Routemaster Sid Waddell was once a bus conductor before he swapped all the fun of the fare for a dartboard.
Long before Reg Varney was let loose on vintage sitcom On The Buses, voice of darts Waddell was a real-life clippie, whose favourite trick was to ding-ding and hold tight on the "ghost bus" from Ashington to Newcastle.
In the days when you could smoke tabs on the top deck but roller skates were banned, the Geordie bard was a ghost bus star.
As he prepared for his shifts in the Sky Sports commentary box at Alexandra Palace for the Ladbrokes.com PDC World Championship, Waddell cast his mind back half a century.
He said: "I found out, a fewdays before Christmas, that I'd been awarded a scholarship to study history at St John's College, Cambridge, starting the following October, so I had nine months to kill.
"A mate of mine told me there was a job going in Ashington as a bus conductor, so I went for an interview - omitting to tell them that I didn't really want to make a 25-year career out of it.
"I was sent for training at the bus depot 50 yards behind the Gallowgate End at Newcastle United, and I was taught everything about how to run a double decker bus and collect the fares by a guy who was a dead ringer for Blakey, the inspector from the TV series On The Buses.
"He had a sergeant major's moustache, he was called Cecil Mosey, and you had to learn on the back, holding the pole at the foot of the stairwell.
"The rules included nobody on board if they were too inebriated, nobody with bulky luggage - like six
foot planks or washing machines - and no roller skates.
I was fast at calculating the fares, so after six weeks training I was put on my own bus at Ashington and you handed in the money bag with all the fares you collected at the end of your shift.
"A woman conductor showed me how the bosses liked it - lots of nice pound notes and half crowns, and as little copper and shrapnel as possible.
"So when a passenger gets on, asks for a two-bob fare and hands you a pound note, she told me to give them a mountain of copper 'because it's all legal tender, kidder' and you'd get all these looks.
"But the best game of the lot was the one played by drivers who used to run what we called the 'ghost bus' from Ashington to the Haymarket in Newcastle.
"We would approach the Great North Road from Bedlington and pick up the A1, where all the buses coming down from Scotland and Morpeth were heading into the city.
"After dark he would turn off all the lights in the bus to make it look like we were running empty back to the depot - so we didn't have to stop to pick up any more passengers. We left them waiting for the buses coming down from Berwick."
His stint on the buses as a 19-year-old may have lasted only six months, but his eyes sparkled as he recalled the daredevils who jumped on board from an arch over the war memorial and the driver who overturned his bus on Sheepwash Bank, just outside Ashington, and "jumped ship" - although nobody was hurt.

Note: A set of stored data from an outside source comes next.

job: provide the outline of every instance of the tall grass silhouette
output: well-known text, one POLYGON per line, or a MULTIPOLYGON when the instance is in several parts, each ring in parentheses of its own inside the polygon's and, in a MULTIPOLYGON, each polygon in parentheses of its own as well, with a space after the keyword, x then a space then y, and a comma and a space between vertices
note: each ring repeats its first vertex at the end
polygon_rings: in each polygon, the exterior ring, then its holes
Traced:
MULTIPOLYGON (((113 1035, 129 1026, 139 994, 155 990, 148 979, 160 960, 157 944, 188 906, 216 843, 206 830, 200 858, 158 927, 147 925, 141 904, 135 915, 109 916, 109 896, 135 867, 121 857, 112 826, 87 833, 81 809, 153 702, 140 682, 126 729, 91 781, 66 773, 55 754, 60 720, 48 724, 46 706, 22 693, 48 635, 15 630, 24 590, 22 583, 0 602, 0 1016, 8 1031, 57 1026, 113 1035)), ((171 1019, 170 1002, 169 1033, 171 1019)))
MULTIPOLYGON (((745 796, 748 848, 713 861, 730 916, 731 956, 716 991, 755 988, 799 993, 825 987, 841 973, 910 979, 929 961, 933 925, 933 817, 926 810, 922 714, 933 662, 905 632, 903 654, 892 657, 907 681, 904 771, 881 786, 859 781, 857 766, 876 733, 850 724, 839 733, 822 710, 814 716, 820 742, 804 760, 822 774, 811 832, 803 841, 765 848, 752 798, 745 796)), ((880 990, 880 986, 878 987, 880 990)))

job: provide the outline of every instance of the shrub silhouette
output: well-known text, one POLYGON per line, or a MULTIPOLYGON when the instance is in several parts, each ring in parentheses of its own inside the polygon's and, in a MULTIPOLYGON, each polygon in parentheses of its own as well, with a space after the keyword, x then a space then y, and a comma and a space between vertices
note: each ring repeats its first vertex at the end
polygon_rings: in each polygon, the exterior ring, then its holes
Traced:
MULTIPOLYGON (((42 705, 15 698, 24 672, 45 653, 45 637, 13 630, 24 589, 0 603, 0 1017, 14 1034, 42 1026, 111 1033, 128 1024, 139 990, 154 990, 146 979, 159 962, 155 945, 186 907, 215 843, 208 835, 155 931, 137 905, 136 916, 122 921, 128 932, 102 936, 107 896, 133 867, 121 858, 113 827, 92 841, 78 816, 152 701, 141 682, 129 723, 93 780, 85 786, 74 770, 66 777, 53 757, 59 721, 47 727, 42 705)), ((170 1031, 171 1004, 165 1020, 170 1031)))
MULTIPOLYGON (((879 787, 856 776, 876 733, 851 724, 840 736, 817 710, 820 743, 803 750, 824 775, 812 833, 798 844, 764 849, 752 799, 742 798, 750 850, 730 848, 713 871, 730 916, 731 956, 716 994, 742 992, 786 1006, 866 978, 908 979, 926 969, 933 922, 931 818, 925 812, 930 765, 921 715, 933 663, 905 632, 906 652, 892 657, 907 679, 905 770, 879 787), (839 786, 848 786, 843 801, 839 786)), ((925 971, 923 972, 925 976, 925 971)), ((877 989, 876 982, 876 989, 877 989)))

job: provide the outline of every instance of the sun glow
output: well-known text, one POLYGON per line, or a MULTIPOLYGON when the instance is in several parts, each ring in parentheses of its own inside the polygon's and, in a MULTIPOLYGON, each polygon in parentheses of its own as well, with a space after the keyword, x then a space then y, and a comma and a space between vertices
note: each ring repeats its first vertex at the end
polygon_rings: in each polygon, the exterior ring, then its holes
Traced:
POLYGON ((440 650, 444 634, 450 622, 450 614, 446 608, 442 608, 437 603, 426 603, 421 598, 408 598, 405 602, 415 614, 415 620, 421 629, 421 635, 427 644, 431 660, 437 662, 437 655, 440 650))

And by the time he moved on to Cambridge, Waddell had cheerfully "broken nearly every rule in the book".
Fast forward 50 years to Ally Pally, and he can't see past Phil 'The Power' Taylor claiming a 15th world title.
"Taylor broke the world record with a three-dart average of 111 in last year's final against Raymond van Barneveld," added Waddell.
"And he's playing so well there's a strong chance he could reach 120 this year."
It may take aliens landing in nearby Muswell Hill to stop Taylor, so residents of north London take note: If there's something strange in your neighbourhood, who you gonna call - ghost bus stars?
Sid Waddell will be commentating for Sky Sports at the world championship.